Esta disparidade da inflação no espaço do euro é também a imagem do impacto muito diferente que a guerra na Ucrânia está a ter na vida energética de cada um dos países. A França, com energia nuclear, está muito menos dependente da subida do preço do gás do que os países bálticos, por exemplo.

E estas diferenças entre as taxas de inflação de uns e outros suporta um dos argumentos usado contra a política do BCE: esta é uma inflação gerada pela guerra, é um choque de oferta e, como tal, as ferramentas tradicionais do BCE não conseguem fazer com que esta subida de preços desapareça. O resultado, argumentam, vai ser lançar as economias para a recessão, ou agravá-la nos países em que ela já se perspetiva, sem controlar a inflação.

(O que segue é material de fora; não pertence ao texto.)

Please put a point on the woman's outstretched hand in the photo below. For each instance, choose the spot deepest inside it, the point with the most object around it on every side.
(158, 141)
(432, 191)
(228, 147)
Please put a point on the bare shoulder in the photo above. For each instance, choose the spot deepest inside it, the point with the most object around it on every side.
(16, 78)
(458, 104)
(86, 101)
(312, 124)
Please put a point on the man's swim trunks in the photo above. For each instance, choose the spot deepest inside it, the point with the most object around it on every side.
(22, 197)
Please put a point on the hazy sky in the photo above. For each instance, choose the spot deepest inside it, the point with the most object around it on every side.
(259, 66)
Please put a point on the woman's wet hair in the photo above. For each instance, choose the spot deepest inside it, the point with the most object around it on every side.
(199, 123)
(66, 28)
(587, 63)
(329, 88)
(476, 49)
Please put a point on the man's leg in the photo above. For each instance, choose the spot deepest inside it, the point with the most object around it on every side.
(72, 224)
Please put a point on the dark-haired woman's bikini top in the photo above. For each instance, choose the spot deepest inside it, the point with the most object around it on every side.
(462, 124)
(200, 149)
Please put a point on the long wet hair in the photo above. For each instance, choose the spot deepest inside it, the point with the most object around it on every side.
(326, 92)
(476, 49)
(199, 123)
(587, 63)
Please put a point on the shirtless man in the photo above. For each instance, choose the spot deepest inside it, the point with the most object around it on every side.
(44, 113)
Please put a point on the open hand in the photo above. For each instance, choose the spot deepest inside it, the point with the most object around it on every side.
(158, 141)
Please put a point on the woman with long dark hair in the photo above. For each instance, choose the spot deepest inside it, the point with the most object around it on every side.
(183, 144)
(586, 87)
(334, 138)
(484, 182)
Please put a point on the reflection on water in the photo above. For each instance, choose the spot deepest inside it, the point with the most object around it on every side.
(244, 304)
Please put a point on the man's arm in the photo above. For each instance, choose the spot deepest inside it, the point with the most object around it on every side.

Um trabalho da revista The Economist parece mostrar que, de facto, a subida dos juros pouco ou nada está a controlar a inflação. Foram buscar os países que mais apertaram a política monetária, nomeadamente o Brasil, a Hungria, a Nova Zelândia, a Noruega, a Coreia do Sul, o Peru e a Polónia e concluíram que nem por isso a inflação baixou. Porquê? Avançam com três hipóteses: a primeira é que ainda é cedo para avaliar, a segunda é que os juros deviam ter subido ainda mais e a política orçamental também devia ter sido mais restritiva. Finalmente a terceira explicação, e a que parece começar a ter cada vez mais apoiantes, é que esta inflação é mais difícil de controlar, podendo estar já incorporada nas expectativas.

Seja qual for a hipótese, parece claro que a inflação vai durar mais tempo do que se esperava, mesmo que a Europa encontre alternativas para a energia, que alivie a pressão sobre os preços do gás, e mesmo que, como já está a acontecer, alguns preços, como o dos metais, comecem a subir menos.

A possibilidade de esta inflação estar já incorporada nas expectativas reforça, contudo, o argumento do BCE fazendo da defesa da sua credibilidade não um insulto, mas um elogio. Só a subida dos juros, infelizmente para a actividade económica, poderá contribuir para que as expectativas das empresas e das famílias regressem ao regime da inflação baixa. Não sendo fácil, não é impossível. Mas basta pensar que o problema da inflação poderia assumir proporções maiores se o BCE – ou os outros bancos centrais – se sentassem a vê-la subir.

Para países como Portugal é um problema. A subida dos juros é uma ameaça para um país em que empresas, Estado e famílias estão endividados, em que os empréstimos para a compra de casa estão muito expostos à subida dos juros e em que o turismo, que depende do poder de compra dos outros, tem um peso significativo na economia.

Temos de nos preparar para perder poder de compra pela subida da inflação e pela subida da prestação da casa, no caso de quem tem crédito à habitação. O Governo, através da política orçamental, poderá ajudar, mas a margem para apoiar será sempre limitada pela prudência que é necessário ter para não colocar Portugal em risco de não ter financiamento. Já houve um tempo em que o BCE era o nosso contentamento, agora é tempo de descontentamento, sem saídas milagrosas.